Korvax se pencha, ses yeux d'un bleu glacial scrutant les miens, une lueur de défi brillant dans son regard.
" — Oh, j'en doute, ma chère. Rhysand est loin trop occupé avec ses propres problèmes pour se préoccuper d'une égarée dans mon camp. Mais raconte-nous, comment une si délicate créature s'est retrouvée dans les griffes du Pic de l'Orage ?"
Je serrais les dents, refusant de laisser transparaître la peur qui s'insinuait en moi.
" — Je me suis perdue, rien de plus. Et quand mon frère vous trouvera, chaque seconde où vous m'avez fait souffrir, vous la paierez mille fois."
Vrax éclata de rire, un son dur qui résonna dans le camp silencieux.
"-Écoute-la, Korvax.
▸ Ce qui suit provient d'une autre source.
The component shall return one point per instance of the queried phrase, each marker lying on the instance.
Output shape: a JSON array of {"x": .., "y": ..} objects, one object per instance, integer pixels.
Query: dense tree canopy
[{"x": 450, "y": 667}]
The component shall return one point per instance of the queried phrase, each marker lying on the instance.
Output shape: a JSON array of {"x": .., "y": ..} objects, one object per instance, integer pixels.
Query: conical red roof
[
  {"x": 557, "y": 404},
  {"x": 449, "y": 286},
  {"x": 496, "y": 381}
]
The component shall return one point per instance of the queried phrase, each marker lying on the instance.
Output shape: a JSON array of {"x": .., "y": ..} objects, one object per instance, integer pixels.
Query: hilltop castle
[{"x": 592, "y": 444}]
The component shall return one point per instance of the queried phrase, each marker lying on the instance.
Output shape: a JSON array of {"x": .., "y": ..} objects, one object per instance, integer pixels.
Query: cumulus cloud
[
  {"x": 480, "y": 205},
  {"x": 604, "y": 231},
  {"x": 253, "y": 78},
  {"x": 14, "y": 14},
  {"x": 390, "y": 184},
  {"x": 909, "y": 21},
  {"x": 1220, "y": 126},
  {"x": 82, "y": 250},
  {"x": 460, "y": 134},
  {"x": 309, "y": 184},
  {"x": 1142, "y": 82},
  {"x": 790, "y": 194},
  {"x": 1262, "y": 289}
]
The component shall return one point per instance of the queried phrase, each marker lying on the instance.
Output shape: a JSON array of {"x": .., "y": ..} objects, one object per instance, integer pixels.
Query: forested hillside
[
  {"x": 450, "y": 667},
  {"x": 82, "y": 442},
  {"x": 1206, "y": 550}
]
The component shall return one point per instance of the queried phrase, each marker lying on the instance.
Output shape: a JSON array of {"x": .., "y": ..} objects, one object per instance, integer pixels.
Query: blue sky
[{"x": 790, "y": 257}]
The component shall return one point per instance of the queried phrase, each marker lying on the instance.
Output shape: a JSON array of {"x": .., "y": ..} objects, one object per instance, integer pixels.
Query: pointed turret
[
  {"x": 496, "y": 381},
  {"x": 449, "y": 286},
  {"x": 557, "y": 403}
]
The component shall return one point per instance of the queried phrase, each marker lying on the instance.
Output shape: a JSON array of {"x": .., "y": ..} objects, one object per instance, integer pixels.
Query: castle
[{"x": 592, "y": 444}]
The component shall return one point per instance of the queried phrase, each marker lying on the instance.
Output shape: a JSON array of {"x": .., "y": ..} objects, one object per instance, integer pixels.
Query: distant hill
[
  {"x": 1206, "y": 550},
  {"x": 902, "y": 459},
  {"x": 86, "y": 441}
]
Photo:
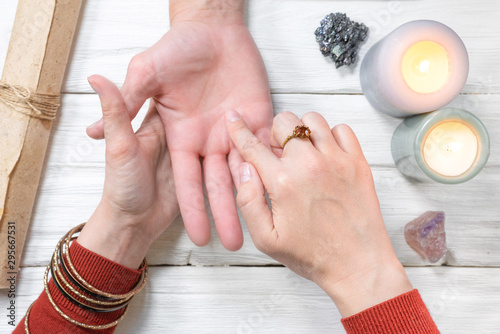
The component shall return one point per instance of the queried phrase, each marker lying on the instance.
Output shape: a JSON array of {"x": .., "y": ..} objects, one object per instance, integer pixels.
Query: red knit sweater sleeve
[
  {"x": 100, "y": 272},
  {"x": 405, "y": 313}
]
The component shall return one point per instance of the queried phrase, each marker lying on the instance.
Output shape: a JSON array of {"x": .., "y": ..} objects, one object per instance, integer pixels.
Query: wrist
[
  {"x": 369, "y": 288},
  {"x": 114, "y": 238},
  {"x": 214, "y": 11}
]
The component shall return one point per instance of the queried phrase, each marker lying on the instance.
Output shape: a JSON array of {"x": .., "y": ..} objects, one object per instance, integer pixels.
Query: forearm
[
  {"x": 108, "y": 235},
  {"x": 206, "y": 10}
]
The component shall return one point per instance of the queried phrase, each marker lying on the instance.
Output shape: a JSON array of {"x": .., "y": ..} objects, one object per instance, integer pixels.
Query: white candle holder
[
  {"x": 419, "y": 67},
  {"x": 422, "y": 149}
]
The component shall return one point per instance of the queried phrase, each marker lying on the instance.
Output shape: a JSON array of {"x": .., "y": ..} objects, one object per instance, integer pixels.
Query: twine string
[{"x": 23, "y": 100}]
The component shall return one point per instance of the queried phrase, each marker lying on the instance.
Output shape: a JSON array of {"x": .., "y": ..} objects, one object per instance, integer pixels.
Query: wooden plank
[
  {"x": 70, "y": 146},
  {"x": 283, "y": 31},
  {"x": 473, "y": 226},
  {"x": 36, "y": 60},
  {"x": 71, "y": 187},
  {"x": 274, "y": 300}
]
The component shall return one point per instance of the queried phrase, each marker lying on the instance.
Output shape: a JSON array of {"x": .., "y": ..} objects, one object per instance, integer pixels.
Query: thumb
[
  {"x": 254, "y": 208},
  {"x": 116, "y": 120}
]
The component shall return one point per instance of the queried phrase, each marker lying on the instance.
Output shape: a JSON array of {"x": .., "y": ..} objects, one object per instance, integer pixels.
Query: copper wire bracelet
[
  {"x": 74, "y": 322},
  {"x": 26, "y": 327},
  {"x": 53, "y": 268},
  {"x": 101, "y": 301}
]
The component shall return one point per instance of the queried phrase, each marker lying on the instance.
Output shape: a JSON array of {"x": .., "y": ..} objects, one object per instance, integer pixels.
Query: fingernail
[
  {"x": 92, "y": 125},
  {"x": 92, "y": 84},
  {"x": 245, "y": 174},
  {"x": 232, "y": 115}
]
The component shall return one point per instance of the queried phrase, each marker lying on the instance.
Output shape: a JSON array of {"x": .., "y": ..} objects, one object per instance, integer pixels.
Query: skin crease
[
  {"x": 325, "y": 222},
  {"x": 138, "y": 201},
  {"x": 192, "y": 90}
]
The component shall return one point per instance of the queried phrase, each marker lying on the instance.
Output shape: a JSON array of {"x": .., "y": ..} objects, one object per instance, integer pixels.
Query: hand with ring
[{"x": 325, "y": 223}]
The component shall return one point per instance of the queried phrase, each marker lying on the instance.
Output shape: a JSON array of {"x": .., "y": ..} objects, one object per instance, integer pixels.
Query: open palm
[{"x": 195, "y": 73}]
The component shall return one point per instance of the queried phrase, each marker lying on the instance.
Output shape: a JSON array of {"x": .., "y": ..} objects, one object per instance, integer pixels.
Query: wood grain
[
  {"x": 223, "y": 292},
  {"x": 109, "y": 37},
  {"x": 275, "y": 300}
]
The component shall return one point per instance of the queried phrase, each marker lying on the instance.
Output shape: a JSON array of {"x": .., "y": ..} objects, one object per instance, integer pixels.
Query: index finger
[{"x": 249, "y": 146}]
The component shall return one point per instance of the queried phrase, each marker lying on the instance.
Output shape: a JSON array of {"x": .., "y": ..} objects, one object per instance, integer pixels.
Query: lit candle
[
  {"x": 419, "y": 67},
  {"x": 448, "y": 146}
]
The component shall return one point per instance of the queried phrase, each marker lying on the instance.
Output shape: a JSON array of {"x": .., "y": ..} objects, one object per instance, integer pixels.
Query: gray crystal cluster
[{"x": 339, "y": 38}]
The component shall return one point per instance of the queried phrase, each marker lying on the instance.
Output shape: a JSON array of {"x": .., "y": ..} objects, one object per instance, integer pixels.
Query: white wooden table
[{"x": 210, "y": 290}]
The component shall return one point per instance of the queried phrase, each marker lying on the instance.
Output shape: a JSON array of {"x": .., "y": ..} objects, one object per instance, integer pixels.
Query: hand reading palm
[{"x": 195, "y": 73}]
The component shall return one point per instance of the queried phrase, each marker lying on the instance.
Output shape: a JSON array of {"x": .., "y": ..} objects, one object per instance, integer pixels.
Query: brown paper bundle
[{"x": 29, "y": 98}]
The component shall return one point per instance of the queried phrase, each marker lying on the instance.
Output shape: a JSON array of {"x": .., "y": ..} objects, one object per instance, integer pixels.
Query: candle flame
[{"x": 424, "y": 66}]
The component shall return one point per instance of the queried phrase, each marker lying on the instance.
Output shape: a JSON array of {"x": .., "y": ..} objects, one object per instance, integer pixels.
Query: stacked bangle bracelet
[{"x": 78, "y": 291}]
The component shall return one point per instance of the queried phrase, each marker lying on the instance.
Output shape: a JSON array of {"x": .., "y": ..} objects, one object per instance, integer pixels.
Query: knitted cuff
[
  {"x": 103, "y": 274},
  {"x": 405, "y": 313}
]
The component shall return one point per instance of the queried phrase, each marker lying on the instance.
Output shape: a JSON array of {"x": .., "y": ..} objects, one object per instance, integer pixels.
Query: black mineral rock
[{"x": 339, "y": 38}]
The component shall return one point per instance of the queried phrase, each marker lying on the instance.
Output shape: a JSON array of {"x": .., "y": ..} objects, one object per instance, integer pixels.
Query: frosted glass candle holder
[
  {"x": 419, "y": 67},
  {"x": 448, "y": 146}
]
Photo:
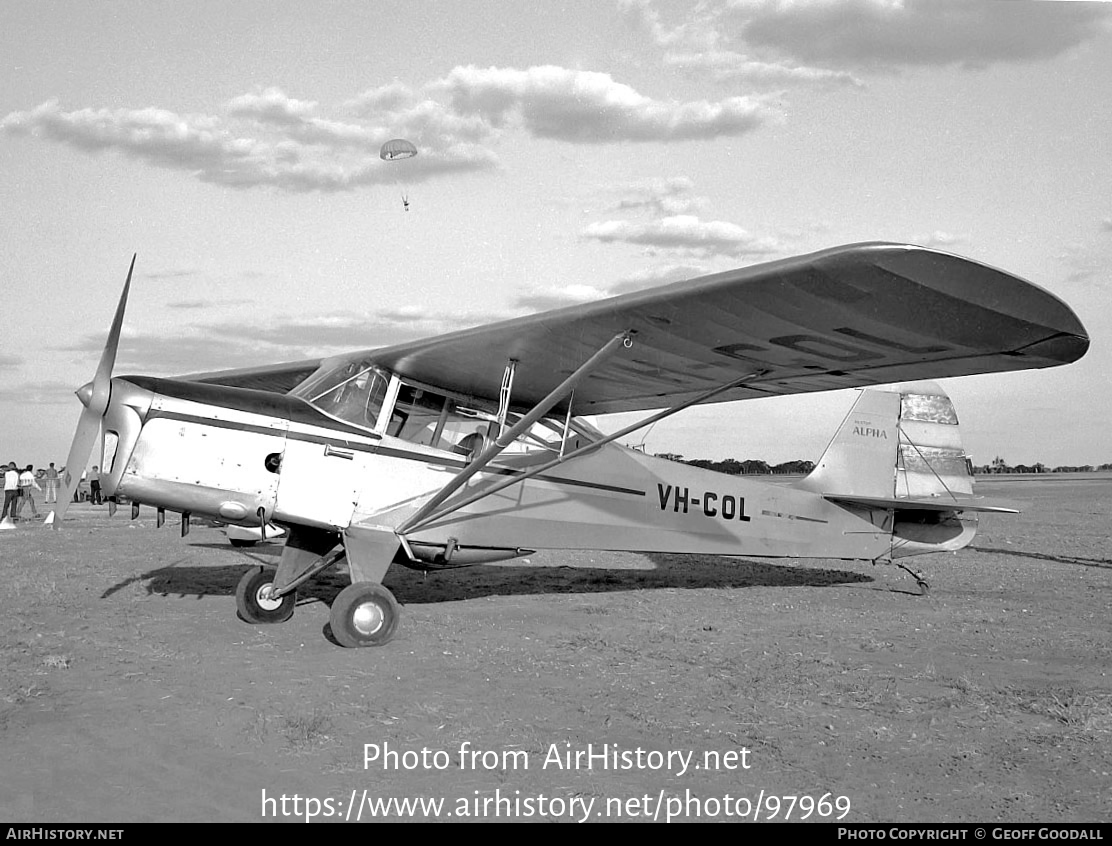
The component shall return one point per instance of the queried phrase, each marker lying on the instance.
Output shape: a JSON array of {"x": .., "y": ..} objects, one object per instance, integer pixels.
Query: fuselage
[{"x": 248, "y": 457}]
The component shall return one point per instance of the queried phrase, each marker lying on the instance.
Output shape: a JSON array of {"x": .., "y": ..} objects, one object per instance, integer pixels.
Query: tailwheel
[
  {"x": 364, "y": 614},
  {"x": 254, "y": 601},
  {"x": 924, "y": 588}
]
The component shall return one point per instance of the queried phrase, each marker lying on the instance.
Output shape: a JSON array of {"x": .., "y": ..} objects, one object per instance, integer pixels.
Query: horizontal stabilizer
[{"x": 931, "y": 504}]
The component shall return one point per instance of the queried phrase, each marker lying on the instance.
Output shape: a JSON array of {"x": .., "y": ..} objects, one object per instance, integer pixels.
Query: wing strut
[
  {"x": 419, "y": 519},
  {"x": 512, "y": 434}
]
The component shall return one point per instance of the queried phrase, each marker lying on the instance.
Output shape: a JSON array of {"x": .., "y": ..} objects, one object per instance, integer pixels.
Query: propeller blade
[
  {"x": 95, "y": 398},
  {"x": 85, "y": 438}
]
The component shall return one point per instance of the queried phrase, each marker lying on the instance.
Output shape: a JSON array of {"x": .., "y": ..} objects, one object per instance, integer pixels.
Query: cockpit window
[
  {"x": 435, "y": 420},
  {"x": 353, "y": 392}
]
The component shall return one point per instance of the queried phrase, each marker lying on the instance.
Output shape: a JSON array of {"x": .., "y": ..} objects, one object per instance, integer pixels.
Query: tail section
[
  {"x": 861, "y": 457},
  {"x": 899, "y": 454}
]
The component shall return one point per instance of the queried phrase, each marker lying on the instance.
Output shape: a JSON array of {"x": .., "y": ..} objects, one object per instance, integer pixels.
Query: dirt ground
[{"x": 130, "y": 692}]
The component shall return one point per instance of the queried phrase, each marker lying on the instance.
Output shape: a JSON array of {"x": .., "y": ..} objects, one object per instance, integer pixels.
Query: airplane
[{"x": 473, "y": 446}]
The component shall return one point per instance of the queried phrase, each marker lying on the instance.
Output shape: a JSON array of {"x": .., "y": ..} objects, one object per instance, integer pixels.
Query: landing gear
[
  {"x": 924, "y": 588},
  {"x": 364, "y": 614},
  {"x": 254, "y": 601}
]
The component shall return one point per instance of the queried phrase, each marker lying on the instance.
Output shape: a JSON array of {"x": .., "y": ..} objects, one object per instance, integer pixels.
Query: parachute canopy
[{"x": 397, "y": 149}]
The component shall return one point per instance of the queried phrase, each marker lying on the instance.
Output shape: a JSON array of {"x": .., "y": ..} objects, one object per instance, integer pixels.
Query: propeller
[{"x": 95, "y": 398}]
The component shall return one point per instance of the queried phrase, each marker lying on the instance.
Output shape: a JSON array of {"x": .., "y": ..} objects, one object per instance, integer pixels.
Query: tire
[
  {"x": 255, "y": 608},
  {"x": 364, "y": 614}
]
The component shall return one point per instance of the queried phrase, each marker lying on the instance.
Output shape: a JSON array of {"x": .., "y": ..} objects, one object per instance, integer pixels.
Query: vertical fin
[
  {"x": 932, "y": 461},
  {"x": 861, "y": 457}
]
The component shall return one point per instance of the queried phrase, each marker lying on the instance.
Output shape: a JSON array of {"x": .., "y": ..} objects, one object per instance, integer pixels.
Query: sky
[{"x": 567, "y": 151}]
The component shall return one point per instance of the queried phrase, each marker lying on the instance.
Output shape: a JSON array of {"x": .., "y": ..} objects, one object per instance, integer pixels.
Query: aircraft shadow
[
  {"x": 668, "y": 571},
  {"x": 1099, "y": 563}
]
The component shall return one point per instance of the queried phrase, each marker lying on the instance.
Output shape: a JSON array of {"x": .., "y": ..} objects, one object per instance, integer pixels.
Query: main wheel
[
  {"x": 254, "y": 603},
  {"x": 364, "y": 614}
]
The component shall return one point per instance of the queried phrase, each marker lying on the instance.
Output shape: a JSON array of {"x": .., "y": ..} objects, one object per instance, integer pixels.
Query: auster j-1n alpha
[{"x": 470, "y": 447}]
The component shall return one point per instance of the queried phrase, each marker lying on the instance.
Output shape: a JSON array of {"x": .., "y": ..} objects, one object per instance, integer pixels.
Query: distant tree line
[
  {"x": 751, "y": 467},
  {"x": 999, "y": 465},
  {"x": 756, "y": 467}
]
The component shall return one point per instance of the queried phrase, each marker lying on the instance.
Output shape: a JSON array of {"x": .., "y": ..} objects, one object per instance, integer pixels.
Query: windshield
[{"x": 354, "y": 392}]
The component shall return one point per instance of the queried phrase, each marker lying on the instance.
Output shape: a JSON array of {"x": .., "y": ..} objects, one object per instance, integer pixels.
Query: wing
[
  {"x": 276, "y": 378},
  {"x": 869, "y": 314}
]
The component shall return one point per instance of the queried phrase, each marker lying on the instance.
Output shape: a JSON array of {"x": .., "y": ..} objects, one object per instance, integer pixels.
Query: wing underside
[
  {"x": 854, "y": 316},
  {"x": 870, "y": 314}
]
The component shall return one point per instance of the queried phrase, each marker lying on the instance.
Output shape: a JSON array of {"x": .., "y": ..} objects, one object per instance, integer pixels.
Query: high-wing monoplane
[{"x": 472, "y": 447}]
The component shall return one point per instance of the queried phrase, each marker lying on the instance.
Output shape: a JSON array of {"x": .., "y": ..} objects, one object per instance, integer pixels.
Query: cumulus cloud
[
  {"x": 204, "y": 347},
  {"x": 574, "y": 295},
  {"x": 940, "y": 239},
  {"x": 825, "y": 41},
  {"x": 268, "y": 138},
  {"x": 727, "y": 66},
  {"x": 586, "y": 107},
  {"x": 39, "y": 394},
  {"x": 684, "y": 235},
  {"x": 862, "y": 33},
  {"x": 657, "y": 196}
]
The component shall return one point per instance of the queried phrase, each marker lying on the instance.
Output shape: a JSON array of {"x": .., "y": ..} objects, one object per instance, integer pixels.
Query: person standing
[
  {"x": 10, "y": 490},
  {"x": 95, "y": 486},
  {"x": 51, "y": 478},
  {"x": 27, "y": 484}
]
Elle a du mordant celle-là. Peut-être que nous devrions la garder comme trophée."
Korvax tourna lentement autour de moi, ses pas mesurés marquant le rythme de mon cœur qui battait à tout rompre.
" — Un trophée, oui... ou peut-être une monnaie d'échange. Qui sait ce que le Grand Seigneur serait prêt à faire pour récupérer sa précieuse petite sœur."
Je levai la tête, ma fierté prenant le dessus malgré la douleur et la peur.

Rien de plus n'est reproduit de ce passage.